Embryonic transcriptome database and analysis:  We have embarked on a large-scale S. purpuratus transcriptome sequencing and analysis effort.  RNAs from 10 timed embryonic stages, from various feeding larval stages, and from all accessible adult tissues have been sequenced in depth and assembled, and quantitative per transcript databases are in construction. Three valuable kinds of data have been obtained and after computational analysis are being mounted on our public sea urchin genomics database:  i, We were able to correct erroneous gene models in the genome sequence in over 1/3 of cases from the a priori predictions to the actual mRNA structure(s); we also added several thousand new genes to the genome annotation; and we verified the remaining gene model predictions. The transcriptome data have vastly improved the usefulness and accuracy of the genome sequence. ii, The sets of transcripts expressed in each stage and tissue have been discovered, and classified in terms of a custom ontology of our own construction. This ontology reflects the classes of particular interest to the research community to which we belong and which we serve, such as transcripts coding for immune proteins, for cytoskeletal proteins, for transcription factors, for signaling factors, for biomineralization proteins, etc. The ontological classes were based on the expert annotations of genes in the S. purpuratus genome project. iii, We now possess global data on dynamic changes in prevalence of given transcripts during development and on absolute values. These values lock in nicely with NanoString and QPCR measurements in most cases. There is an innumerable wealth of data of biological interest in this data set. As one example, the egg transcriptome provides a comprehensive definition of maternal mRNA (first discovered in sea urchin eggs) both qualitatively and quantitatively, a subject now revisited for the first time in 30 years. (Dr. Qiang Tu, Dr. R. Andrew Cameron, Eric Davidson)

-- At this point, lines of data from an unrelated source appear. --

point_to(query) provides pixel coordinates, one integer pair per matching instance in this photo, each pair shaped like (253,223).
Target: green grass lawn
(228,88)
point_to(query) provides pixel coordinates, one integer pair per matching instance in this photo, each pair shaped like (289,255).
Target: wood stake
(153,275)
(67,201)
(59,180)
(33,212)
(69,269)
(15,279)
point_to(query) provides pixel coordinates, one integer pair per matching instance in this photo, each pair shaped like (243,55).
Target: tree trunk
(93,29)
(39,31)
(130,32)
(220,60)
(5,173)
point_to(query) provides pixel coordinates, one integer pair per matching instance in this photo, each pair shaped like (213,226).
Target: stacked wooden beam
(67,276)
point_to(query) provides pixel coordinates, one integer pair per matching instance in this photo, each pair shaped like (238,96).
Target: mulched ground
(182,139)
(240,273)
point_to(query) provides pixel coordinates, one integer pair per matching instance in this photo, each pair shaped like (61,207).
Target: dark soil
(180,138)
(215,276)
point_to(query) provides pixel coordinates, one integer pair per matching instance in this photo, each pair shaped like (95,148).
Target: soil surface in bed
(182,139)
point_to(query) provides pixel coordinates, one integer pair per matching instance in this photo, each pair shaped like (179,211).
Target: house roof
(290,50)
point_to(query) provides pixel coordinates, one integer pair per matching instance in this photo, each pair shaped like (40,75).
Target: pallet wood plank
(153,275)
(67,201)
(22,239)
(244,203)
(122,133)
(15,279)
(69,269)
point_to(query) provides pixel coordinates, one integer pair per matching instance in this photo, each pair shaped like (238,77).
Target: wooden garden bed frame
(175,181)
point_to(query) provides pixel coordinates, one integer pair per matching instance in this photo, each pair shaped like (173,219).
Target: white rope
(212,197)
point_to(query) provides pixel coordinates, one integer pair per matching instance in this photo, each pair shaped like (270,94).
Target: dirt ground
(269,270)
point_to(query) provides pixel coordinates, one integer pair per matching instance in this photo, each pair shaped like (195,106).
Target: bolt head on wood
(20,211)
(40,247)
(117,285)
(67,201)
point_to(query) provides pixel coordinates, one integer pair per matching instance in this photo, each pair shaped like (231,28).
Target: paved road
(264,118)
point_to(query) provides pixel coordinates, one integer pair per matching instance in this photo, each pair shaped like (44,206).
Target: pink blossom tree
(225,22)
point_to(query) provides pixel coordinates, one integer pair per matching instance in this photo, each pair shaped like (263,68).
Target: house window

Physical isolation of embryonic cells expressing given regulatory states:Another technological breakthrough has been the development of methods for disaggregation of sea urchin embryos to the single cell level, and efficient FACS sorting, without significant loss of cells or reduction of viability. The cells are sorted on the basis of expression of recombineered BAC vectors, in which a flourophore is expressed under control of the cis-regulatory system of a gene canonically representing a given domain-specific regulatory state.  Recoveries of expressing cells are quite acceptable, and controls show that the procedure does not affect the distribution of transcripts. The availability of this technology leads in two different directions:  First, it will allow us to characterize the transcriptomes of many developmental compartments at different times, including complete knowledge of differentially expressed regulatory genes. This is the primary requirement for extension of GRN analysis to later and more complex developmental stages, a major near future laboratory objective. Second, we can obtain the transcriptomes of cells expressing given regulatory states.  For example in skeletogenic cells isolated on the basis of expression of two different specifically expressed BACs all known biomineralization gene transcripts are enriched and other effector genes expressed specifically in these cells can now be accessed. This in turn will lead to construction of "Global GRNs" in which the control systems of all specifically expressed downstream genes (of given ontological classes) are discovered and linked into our current upstream GRNs. (Dr. Julius Barsi, Dr. Qiang Tu, Erika Vielmas)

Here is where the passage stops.